Abstract:
Current surgical aortic valve (AV) replacement options include bioprosthetic and mechanical heart valves (MHVs), each with inherent limitations. Bioprosthetic valves offer superior hemodynamics but suffer from durability issues, typically initiating deterioration within 7-8 years. MHVs, while durable, necessitate lifelong anticoagulation therapy, presenting risks such as severe bleeding and thromboembolic events. The need for anticoagulants is caused by non-physiological flow through the hinge area during the closed phase and large spikes of regional backflow velocity (RBV) during the closing phase that produces high shear events. This study introduces the iValve, a novel MHV designed to combine the hemodynamic benefits of bioprosthetic valves with the durability of MHVs without requiring anticoagulation. The iValve features eye-like leaflets, a saddle-shaped housing, and an optimized hinge design to enhance blood flow and minimize thrombotic risk. Fabricated using 6061-T6 aluminum and polyether ether ketone (PEEK), twelve iValve iterations were evaluated for their opening and closing dynamics. The reported top-performing prototypes demonstrated competitive performance against industry standards. The proposed iValve prototype exhibited a mean RBV of -4.34 m/s with no spikes in RBV, performing similarly to bioprosthetic valves and significantly outperforming existing MHVs. The iValve\'s optimized design showed a 7-10% reduction in closing time and a substantial decrease in RBV spikes, potentially reducing the need for anticoagulation therapy. This study highlights the iValve\'s potential to revolutionize prosthetic heart valve technology by offering a durable, hemodynamically superior solution that mitigates the drawbacks of current MHVs.
摘要:
目前的外科主动脉瓣(AV)替代方案包括生物假体和机械心脏瓣膜(MHV),每个都有固有的局限性。
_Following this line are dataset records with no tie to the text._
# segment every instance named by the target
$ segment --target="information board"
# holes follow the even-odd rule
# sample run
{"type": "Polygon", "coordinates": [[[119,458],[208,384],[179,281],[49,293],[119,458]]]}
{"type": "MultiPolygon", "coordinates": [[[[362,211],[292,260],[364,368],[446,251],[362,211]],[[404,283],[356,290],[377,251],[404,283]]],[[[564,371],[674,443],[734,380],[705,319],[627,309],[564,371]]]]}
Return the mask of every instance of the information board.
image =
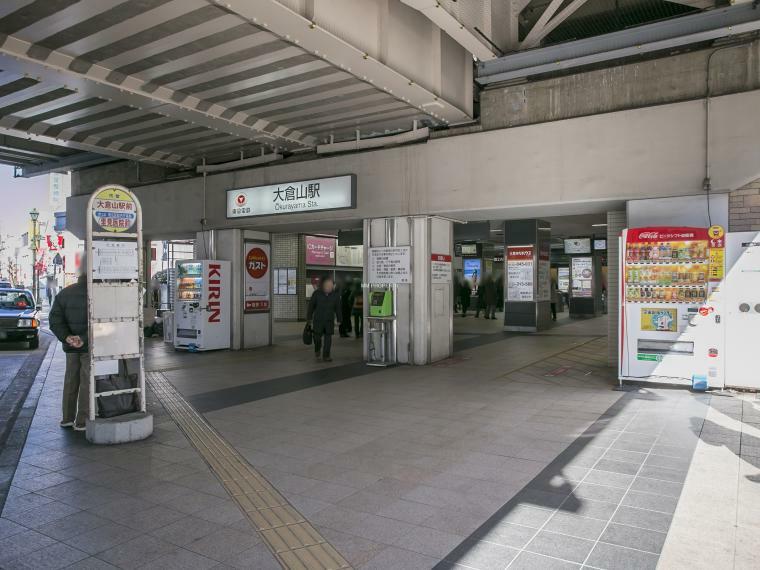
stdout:
{"type": "Polygon", "coordinates": [[[134,241],[92,242],[93,279],[137,279],[139,263],[134,241]]]}
{"type": "Polygon", "coordinates": [[[451,282],[451,256],[434,253],[430,256],[430,280],[433,283],[451,282]]]}
{"type": "Polygon", "coordinates": [[[369,282],[373,287],[412,282],[411,247],[371,247],[368,251],[369,282]]]}
{"type": "Polygon", "coordinates": [[[593,294],[594,260],[590,257],[573,257],[570,267],[570,286],[573,297],[591,297],[593,294]]]}
{"type": "Polygon", "coordinates": [[[244,312],[266,313],[270,307],[271,283],[269,273],[270,245],[246,242],[243,248],[245,266],[244,312]]]}
{"type": "Polygon", "coordinates": [[[533,300],[533,246],[507,246],[507,301],[533,300]]]}

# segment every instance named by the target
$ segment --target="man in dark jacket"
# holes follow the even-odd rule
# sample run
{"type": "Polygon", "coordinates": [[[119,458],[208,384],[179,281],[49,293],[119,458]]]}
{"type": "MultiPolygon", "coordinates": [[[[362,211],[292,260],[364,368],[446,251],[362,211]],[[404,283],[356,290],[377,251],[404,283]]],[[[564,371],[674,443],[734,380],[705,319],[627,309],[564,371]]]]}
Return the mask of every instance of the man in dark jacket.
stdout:
{"type": "Polygon", "coordinates": [[[63,381],[61,427],[85,429],[90,407],[90,358],[87,354],[87,278],[80,275],[55,296],[50,309],[50,330],[63,344],[66,375],[63,381]]]}
{"type": "Polygon", "coordinates": [[[326,276],[322,279],[319,289],[314,291],[309,299],[309,309],[306,313],[306,320],[311,322],[314,331],[314,353],[317,360],[331,362],[330,348],[332,347],[332,335],[335,332],[335,320],[338,324],[343,320],[340,307],[340,295],[334,291],[335,282],[332,277],[326,276]],[[322,341],[324,340],[324,349],[322,341]]]}

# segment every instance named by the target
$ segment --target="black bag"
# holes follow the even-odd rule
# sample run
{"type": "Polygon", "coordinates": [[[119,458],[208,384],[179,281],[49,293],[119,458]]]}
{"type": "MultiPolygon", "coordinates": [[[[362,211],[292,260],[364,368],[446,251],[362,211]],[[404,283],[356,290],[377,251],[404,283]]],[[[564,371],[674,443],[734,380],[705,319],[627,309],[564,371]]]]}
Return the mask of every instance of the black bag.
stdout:
{"type": "Polygon", "coordinates": [[[312,342],[314,342],[314,331],[311,328],[311,324],[306,323],[306,326],[303,328],[303,343],[309,346],[312,342]]]}
{"type": "MultiPolygon", "coordinates": [[[[126,390],[136,388],[138,384],[137,374],[129,374],[124,361],[119,363],[119,373],[107,376],[95,377],[95,392],[111,392],[113,390],[126,390]]],[[[113,418],[122,414],[129,414],[138,410],[137,394],[116,394],[97,398],[98,417],[113,418]]]]}

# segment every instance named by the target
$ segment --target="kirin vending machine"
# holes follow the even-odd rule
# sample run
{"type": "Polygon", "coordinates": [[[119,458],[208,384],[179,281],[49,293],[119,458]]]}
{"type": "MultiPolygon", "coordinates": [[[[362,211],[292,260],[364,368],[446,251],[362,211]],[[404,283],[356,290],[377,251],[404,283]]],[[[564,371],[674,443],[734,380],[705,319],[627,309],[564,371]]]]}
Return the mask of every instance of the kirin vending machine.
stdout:
{"type": "Polygon", "coordinates": [[[623,231],[620,380],[725,384],[723,228],[623,231]]]}
{"type": "Polygon", "coordinates": [[[177,261],[174,288],[174,347],[230,347],[230,262],[177,261]]]}

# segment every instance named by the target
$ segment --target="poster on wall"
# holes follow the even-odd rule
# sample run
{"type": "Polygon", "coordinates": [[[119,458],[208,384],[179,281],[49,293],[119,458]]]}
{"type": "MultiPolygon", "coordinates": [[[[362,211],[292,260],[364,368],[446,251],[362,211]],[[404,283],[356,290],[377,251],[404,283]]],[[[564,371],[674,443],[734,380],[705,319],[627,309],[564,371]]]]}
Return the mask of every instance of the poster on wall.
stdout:
{"type": "Polygon", "coordinates": [[[430,256],[430,281],[432,283],[451,282],[451,256],[433,253],[430,256]]]}
{"type": "Polygon", "coordinates": [[[412,282],[411,247],[369,248],[369,282],[372,286],[412,282]]]}
{"type": "Polygon", "coordinates": [[[593,295],[594,260],[592,258],[573,257],[570,275],[573,297],[591,297],[593,295]]]}
{"type": "Polygon", "coordinates": [[[533,300],[533,246],[507,246],[507,301],[533,300]]]}
{"type": "Polygon", "coordinates": [[[551,266],[549,264],[549,253],[551,244],[549,240],[544,240],[538,250],[538,300],[551,301],[551,266]]]}
{"type": "Polygon", "coordinates": [[[270,244],[246,242],[243,247],[245,313],[267,313],[270,306],[270,244]]]}
{"type": "Polygon", "coordinates": [[[306,265],[335,265],[337,243],[334,237],[304,236],[306,265]]]}

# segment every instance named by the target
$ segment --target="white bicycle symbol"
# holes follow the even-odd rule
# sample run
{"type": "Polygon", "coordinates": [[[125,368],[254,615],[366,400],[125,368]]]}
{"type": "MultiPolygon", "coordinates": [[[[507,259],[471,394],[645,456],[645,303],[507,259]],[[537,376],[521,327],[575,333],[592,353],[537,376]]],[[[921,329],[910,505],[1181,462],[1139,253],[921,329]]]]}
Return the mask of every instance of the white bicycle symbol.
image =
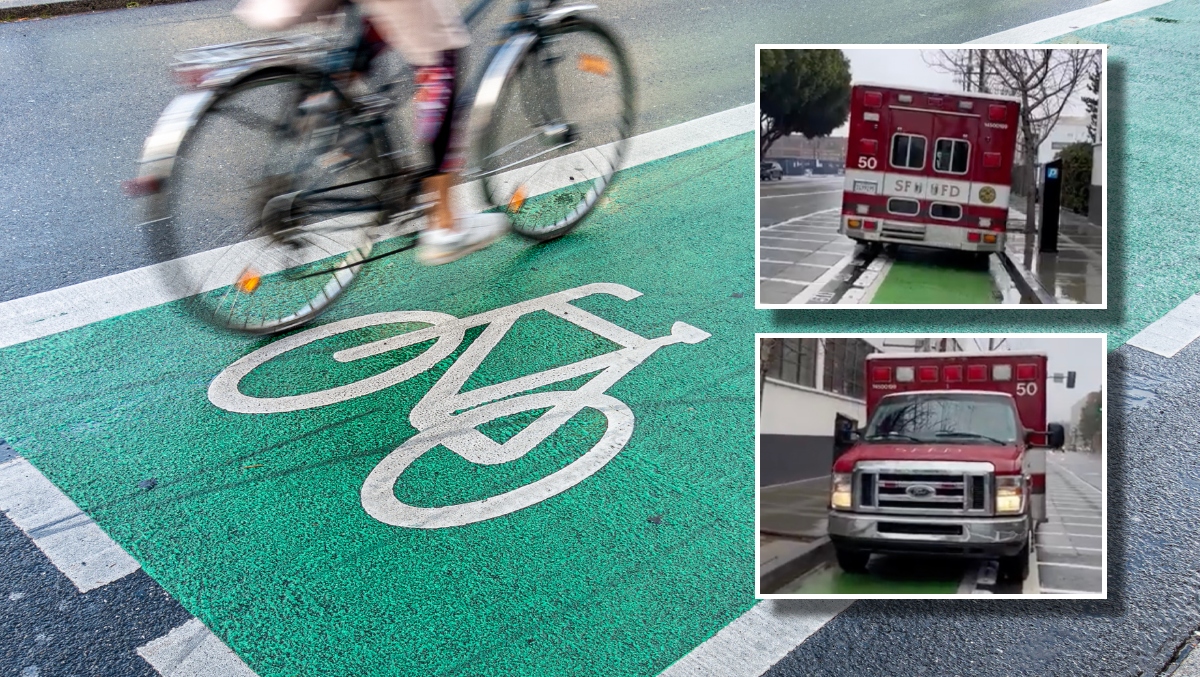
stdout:
{"type": "Polygon", "coordinates": [[[491,520],[557,496],[602,468],[625,447],[634,432],[634,413],[624,402],[606,395],[605,391],[659,348],[672,343],[698,343],[709,337],[709,334],[690,324],[676,322],[668,336],[644,338],[570,305],[570,301],[593,294],[610,294],[625,301],[642,295],[641,292],[623,284],[595,283],[461,319],[425,311],[383,312],[343,319],[288,336],[233,363],[212,381],[209,387],[209,401],[229,412],[268,414],[311,409],[362,397],[425,372],[454,353],[468,329],[486,325],[470,347],[413,407],[409,421],[419,432],[371,471],[362,484],[360,496],[362,508],[368,515],[397,527],[432,529],[491,520]],[[512,324],[521,316],[536,311],[546,311],[571,322],[622,346],[622,349],[462,393],[463,384],[512,324]],[[434,338],[436,342],[402,365],[326,390],[284,397],[251,397],[239,390],[241,379],[250,372],[288,351],[346,331],[395,323],[421,323],[430,326],[336,352],[334,359],[350,363],[434,338]],[[547,390],[518,395],[593,372],[599,373],[577,390],[547,390]],[[487,466],[505,463],[528,454],[584,408],[593,408],[607,418],[607,427],[600,442],[580,459],[540,480],[499,496],[458,505],[421,508],[408,505],[396,498],[395,485],[400,475],[422,454],[438,445],[455,451],[473,463],[487,466]],[[548,411],[504,443],[498,443],[476,430],[478,426],[493,419],[536,409],[548,411]]]}

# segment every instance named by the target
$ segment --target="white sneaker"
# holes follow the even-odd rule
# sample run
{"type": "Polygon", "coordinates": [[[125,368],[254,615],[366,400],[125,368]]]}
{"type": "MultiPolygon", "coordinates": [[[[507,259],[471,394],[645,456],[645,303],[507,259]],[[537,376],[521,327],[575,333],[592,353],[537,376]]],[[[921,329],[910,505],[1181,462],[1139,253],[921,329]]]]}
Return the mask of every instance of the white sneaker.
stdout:
{"type": "Polygon", "coordinates": [[[509,218],[503,214],[473,214],[456,218],[454,228],[421,230],[416,259],[426,265],[457,260],[500,239],[509,232],[509,218]]]}

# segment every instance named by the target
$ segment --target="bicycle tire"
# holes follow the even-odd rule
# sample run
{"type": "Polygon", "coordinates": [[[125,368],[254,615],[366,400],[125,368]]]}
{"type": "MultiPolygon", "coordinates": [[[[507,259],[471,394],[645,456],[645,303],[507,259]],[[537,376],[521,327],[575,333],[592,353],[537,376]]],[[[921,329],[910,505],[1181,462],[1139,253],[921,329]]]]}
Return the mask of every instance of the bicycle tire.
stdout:
{"type": "MultiPolygon", "coordinates": [[[[554,58],[563,60],[560,56],[554,58]]],[[[575,17],[542,29],[535,35],[521,34],[511,38],[497,52],[493,65],[503,72],[492,72],[492,67],[490,67],[484,76],[485,84],[480,89],[482,91],[486,88],[487,78],[498,77],[502,78],[498,92],[493,95],[494,100],[490,100],[482,106],[476,102],[476,108],[473,112],[473,118],[476,113],[480,114],[478,122],[473,120],[473,134],[475,136],[473,146],[484,194],[490,204],[508,215],[514,232],[534,240],[560,238],[592,212],[620,169],[635,116],[634,74],[629,59],[620,42],[604,24],[575,17]],[[574,116],[562,114],[562,110],[558,112],[559,119],[547,120],[545,108],[547,100],[557,98],[558,106],[562,106],[563,102],[563,83],[558,82],[557,77],[563,71],[556,67],[553,86],[557,91],[546,94],[545,90],[550,84],[546,78],[536,77],[546,73],[538,70],[535,60],[557,48],[556,43],[578,35],[593,38],[595,46],[602,47],[607,52],[607,54],[599,56],[586,55],[581,52],[575,62],[581,72],[602,77],[611,83],[604,94],[614,94],[617,97],[614,102],[601,103],[599,101],[600,98],[611,98],[607,96],[590,97],[586,100],[586,103],[588,109],[593,112],[592,115],[605,119],[596,125],[601,128],[600,134],[611,132],[613,138],[600,138],[599,134],[587,138],[592,127],[583,128],[581,132],[580,130],[584,125],[574,116]],[[514,49],[517,54],[515,56],[504,55],[505,48],[514,49]],[[528,91],[523,91],[524,89],[528,91]],[[511,120],[515,113],[512,109],[514,98],[522,95],[524,96],[517,102],[522,108],[520,112],[526,118],[538,118],[533,122],[533,128],[536,130],[540,125],[544,130],[541,139],[528,137],[526,140],[536,140],[542,145],[560,142],[560,138],[553,137],[546,130],[566,124],[571,126],[569,133],[580,133],[578,140],[583,143],[571,142],[572,148],[565,149],[568,152],[552,157],[547,157],[547,155],[553,152],[553,149],[547,152],[544,149],[534,148],[530,157],[514,161],[510,155],[504,152],[506,144],[502,131],[506,125],[505,120],[511,120]],[[604,106],[610,106],[611,110],[604,106]],[[536,108],[536,110],[532,112],[530,108],[536,108]],[[605,150],[601,152],[601,149],[605,150]],[[580,150],[588,152],[577,152],[580,150]],[[601,163],[607,166],[596,164],[595,157],[604,154],[610,154],[601,160],[601,163]],[[590,162],[592,166],[587,167],[586,162],[590,162]],[[578,173],[587,178],[576,180],[578,173]]],[[[570,95],[575,101],[584,103],[578,92],[570,92],[570,95]]],[[[580,119],[583,116],[586,115],[581,114],[580,119]]]]}
{"type": "MultiPolygon", "coordinates": [[[[360,270],[361,263],[358,262],[371,253],[372,242],[366,221],[360,224],[343,221],[347,224],[336,228],[305,223],[266,232],[262,218],[270,197],[295,187],[294,184],[284,186],[283,182],[296,180],[301,167],[314,167],[312,136],[298,131],[295,112],[305,95],[318,91],[319,83],[319,76],[312,72],[270,68],[250,73],[214,92],[180,143],[170,175],[164,181],[164,190],[148,203],[146,221],[150,226],[145,235],[155,259],[163,264],[157,266],[161,282],[170,289],[174,298],[184,299],[184,306],[192,314],[214,326],[263,335],[306,324],[342,295],[360,270]],[[239,110],[233,104],[239,96],[271,85],[282,85],[280,107],[286,119],[272,122],[270,115],[262,115],[252,107],[239,110]],[[210,158],[203,156],[196,145],[211,134],[221,137],[221,132],[228,131],[227,125],[217,122],[217,114],[227,110],[230,116],[234,112],[246,119],[258,116],[269,127],[274,125],[272,132],[294,133],[299,142],[299,156],[307,156],[307,160],[293,157],[290,166],[286,161],[274,164],[271,170],[280,169],[280,173],[260,173],[258,186],[242,181],[250,169],[240,166],[236,158],[222,163],[218,156],[217,164],[209,167],[205,176],[204,161],[210,158]],[[284,168],[290,172],[284,172],[284,168]],[[221,172],[217,173],[216,169],[221,172]],[[191,174],[197,174],[197,186],[190,184],[193,179],[191,174]],[[220,215],[210,214],[210,210],[234,203],[236,193],[250,197],[247,205],[241,205],[247,209],[240,216],[232,216],[232,221],[227,221],[220,215]],[[218,233],[210,227],[229,226],[234,221],[236,229],[227,227],[218,233]],[[248,263],[242,265],[244,260],[248,263]],[[230,278],[229,274],[239,269],[240,275],[230,278]]],[[[325,89],[329,90],[329,86],[325,89]]],[[[334,88],[331,91],[335,92],[337,106],[350,106],[340,90],[334,88]]],[[[338,127],[337,133],[343,130],[344,127],[338,127]]],[[[266,140],[268,152],[278,150],[281,138],[266,140]]],[[[239,139],[234,138],[222,140],[222,155],[262,150],[239,144],[239,139]]],[[[371,134],[365,154],[368,160],[360,162],[362,167],[359,169],[365,168],[377,175],[390,169],[386,161],[382,160],[386,156],[386,148],[380,148],[380,143],[378,134],[371,134]]],[[[331,176],[326,179],[332,180],[331,176]]],[[[336,180],[349,179],[353,176],[337,176],[336,180]]],[[[376,190],[383,191],[386,187],[380,184],[376,190]]],[[[238,211],[234,208],[229,214],[238,211]]]]}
生物瓣膜提供优越的血液动力学,但遭受耐久性问题,通常在7-8年内开始恶化。MHV,虽然耐用,需要终身抗凝治疗,存在严重出血和血栓栓塞事件等风险。对抗凝剂的需求是由在闭合阶段期间通过铰链区域的非生理流动和在闭合阶段期间产生高剪切事件的区域回流速度(RBV)的大峰值引起的。本研究介绍了iValve,一种新型MHV,旨在将生物瓣膜的血液动力学益处与MHV的耐久性相结合,而无需抗凝。iValve的特点是像眼睛一样的小叶,马鞍形的外壳,和一个优化的铰链设计,以提高血液流动和减少血栓风险。使用6061-T6铝和聚醚醚酮(PEEK)制造,评估了12次iValve迭代的打开和关闭动力学。报告的性能最佳的原型显示了与行业标准相比的竞争性能。拟议的iValve原型显示平均RBV为-4.34m/s,RBV没有尖峰,与生物人工瓣膜相似,并且明显优于现有的MHV。iValve的优化设计显示关闭时间减少7-10%,RBV尖峰大幅减少,有可能减少抗凝治疗的需要.这项研究强调了iValve的潜力,通过提供耐用的,血液动力学优越的解决方案,减轻了当前MHV的缺点。